In fact you can use your imaginations and look at your smaller negative actions, the ones that you think don’t really matter, and see what the fullest consequences of those actions could be. And I invite you to look at your small actions. Not to result in an overly critical attitude to self, but to result in the development of a mindset that fully appreciates that small things can have a big impact.
What of our positive small actions. We hear about this all the time too. How one smile can brighten someone’s day. How your loose change that you’re not going to miss can go into a charity box, and if we all did that, the cumulative effect would be much greater than the value of that small change individually.
Letting someone out on the road when it’s your right of way. Stopping to take time to talk to that person who you know might be lonely. All these things have a knock-on effect. Again you can use your imaginations and imagine one small positive action and where it might lead.
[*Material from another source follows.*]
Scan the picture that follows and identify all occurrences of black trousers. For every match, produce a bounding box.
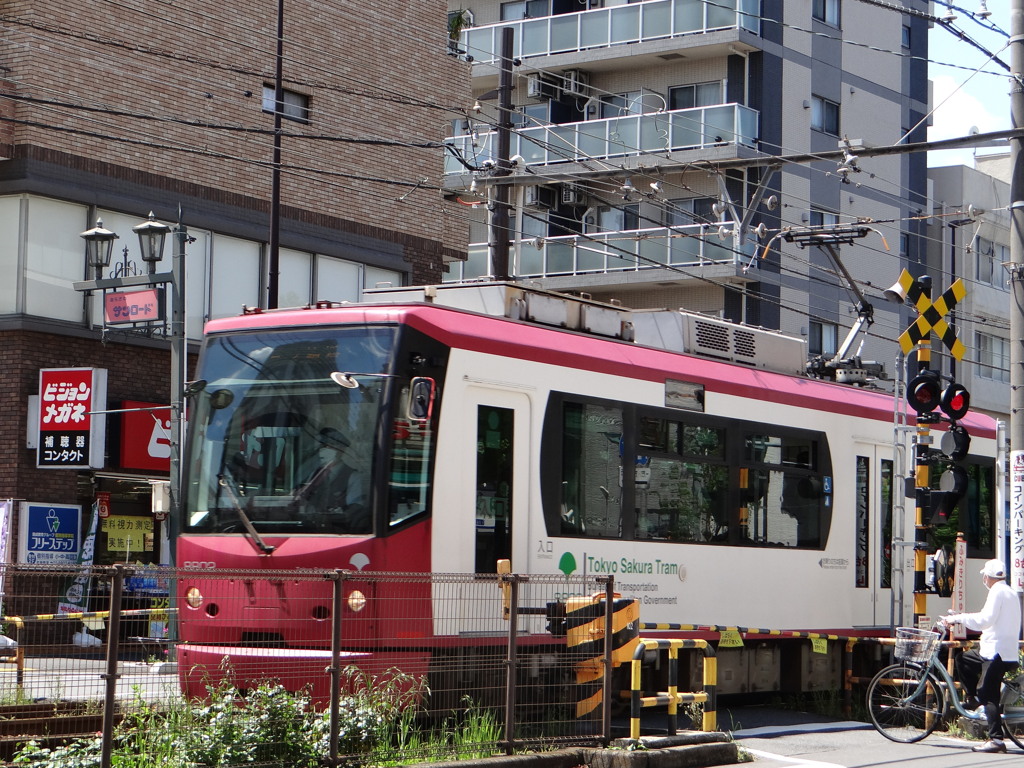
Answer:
[956,648,1017,738]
Because ultimately all decisions and all actions are in themselves quite small. And even the big actions that we might speak about, in a way are comprised of many smaller actions and many smaller decisions. How is that so, you might ask. I take the example of buying a house. A big step. A big decision that is potentially life changing. Potentially something that most people do only a few times as an adult, if at all. A privilege and perhaps something that most people can only aspire to do.
One big decision. But that decision, as I said, is comprised of many smaller decisions and many smaller actions. The decision to save up money for a deposit. The decision, at some point, on a personal level, many years prior to that purchase, that you would like to purchase a house. The decision to go out less so that you can save up for that deposit and the money you will need. Working back down through those decisions, for instance, the decision not to go out as much, might lead to a decision not to spend as much on your lunch at work. So you might decide to take packed lunches. You might decide to then look at a cheaper supermarket. So it might be that on a given day when you decide to buy an 80 pence loaf of bread instead of the £1.50 loaf of bread, and that might be a very small decision, but if fits into a much larger framework of what you’re wanting to do.
Generally most big decisions are not made out of nowhere. And it’s true to say that each and everyday we have decisions and choices to make, and the impact of those is not only on others but on our future and where our future is heading.
What about the example of a split second decision you might be faced with. So you might be out and about and you might see someone in grave danger, and you might decide suddenly that you’re going to risk your own life to help them. How can that decision have been based in past decisions you might wonder.
I tell you it is. Because in making that decision you decided, hopefully having taken account that your own life is important, and carried out a suitable risk assessment of the situation, albeit in that split second, you decided at that point, that that person’s life was worth saving or that that person was worth helping. Such an attitude of mind does not just come from anywhere and it certainly does not come from nowhere. It comes from the practise of, on a regular basis, viewing other people as not being the enemy, not being the opposition, but being just like ‘us’. People with problems that you might understand or might not understand. People with challenges. People trying to get on with their lives as best they can.
In a nutshell, that split second decision to do something to help others, albeit at personal risk to you, is borne out of a practise of compassionate understanding of others.
I hope I have given you plenty to think about. My only advice I am going to give is to ask you to be more aware of the decisions you make, be they small or large. And in that awareness be aware that the impact of those decisions is not only on others and the external reality of your life, but it is impacting on you and the direction of your personal growth, and in turn, the direction of your future.
I greet thee and thank thee. This is Alcazar, Light Being.